What Is Actually Inside A Standard Donut

Breaking down the macros helps explain the reputation donuts have as a low-nutrient food. Healthline’s overview of the Average Donut Calorie Range maps out that the vast majority of donut calories come from refined flour, oil, and sugar. A standard glazed donut offers very little protein or dietary fiber—the nutrients that create actual fullness.

The Macro Reality

With roughly 14 grams of fat and 14 grams of sugar, a 253-calorie glazed donut provides very few building blocks for sustained energy. The protein content sits at only about 4 grams per serving. For comparison, a single large egg contains 6 grams of protein in a 70-calorie package. This macro imbalance is why a donut feels so different from a balanced breakfast.

How To Choose Before You Buy

You do not have to avoid donuts entirely, but matching the donut to your nutritional goals requires a quick check. Here are four ways to make an informed choice at the counter.

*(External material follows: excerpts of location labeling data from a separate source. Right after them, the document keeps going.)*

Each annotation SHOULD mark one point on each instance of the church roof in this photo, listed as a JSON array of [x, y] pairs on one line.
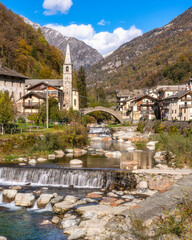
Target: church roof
[[68, 55], [4, 71]]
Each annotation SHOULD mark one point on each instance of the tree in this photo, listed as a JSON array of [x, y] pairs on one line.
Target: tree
[[54, 113], [6, 109], [82, 88]]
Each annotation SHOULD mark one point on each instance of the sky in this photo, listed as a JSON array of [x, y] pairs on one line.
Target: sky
[[102, 24]]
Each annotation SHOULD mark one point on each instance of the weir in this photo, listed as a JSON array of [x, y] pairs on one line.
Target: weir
[[61, 177]]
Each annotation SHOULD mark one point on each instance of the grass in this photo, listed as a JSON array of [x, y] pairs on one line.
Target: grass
[[178, 144]]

  1. Look up the bakery’s nutrition facts. Major chains like Dunkin’ and Krispy Kreme publish full nutrition menus online, making it easy to compare varieties before you order.
  2. Check the serving weight. Some convenience stores and smaller chains sell donuts by weight. A 58-gram serving is roughly 200 calories, giving you a consistent reference point.
  3. Order plain or old-fashioned. A medium plain cake donut has a known baseline of around 190 calories, with very little sugar compared to frosted options.
  4. Skip the filled or premium varieties. Donuts with jelly, cream fillings, or candy toppings easily push past 350 calories and add significantly more sugar and fat.

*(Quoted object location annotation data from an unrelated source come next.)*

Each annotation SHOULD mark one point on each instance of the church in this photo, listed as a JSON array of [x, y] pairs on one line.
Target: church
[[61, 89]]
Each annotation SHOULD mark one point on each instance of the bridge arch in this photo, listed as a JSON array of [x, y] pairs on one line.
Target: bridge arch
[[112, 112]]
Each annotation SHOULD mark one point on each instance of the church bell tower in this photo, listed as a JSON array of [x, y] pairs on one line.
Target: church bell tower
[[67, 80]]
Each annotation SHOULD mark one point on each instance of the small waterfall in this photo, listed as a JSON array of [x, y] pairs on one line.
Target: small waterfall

A Closer Look At The Frosted Cake Donut

The cake donut is a dense, crumbly alternative to the yeast-risen glazed donut. It offers a distinct nutritional profile that surprises people who assume all donuts are the same. The University of Rochester Medical Center’s breakdown of a Large Frosted Donut Nutrition provides a useful macro snapshot for this specific style.

Nutrient Amount
Calories 190
Total Fat 14.1 g
Sugars 22.3 g
Protein 2.85 g

This macro profile is a good reminder that “low calorie” and “nutritious” are not the same thing. At 14.1 grams of fat and 22.3 grams of sugar, even a 190-calorie donut is a dense, high-sugar food with almost no protein.

The Bottom Line

Donuts range broadly from about 190 to over 300 calories, with plain cake donuts on the low end and large frosted or filled donuts on the high end. Knowing the specific size, style, and bakery is the only way to get an accurate count for the calories in a donut you are actually eating.

If you keep a food diary or track macros, pulling up the bakery’s official nutrition PDF or online menu before you walk in takes the guesswork out of the equation. Most major chains post this data publicly, so you can compare a glazed ring against a frosted cake donut in about thirty seconds.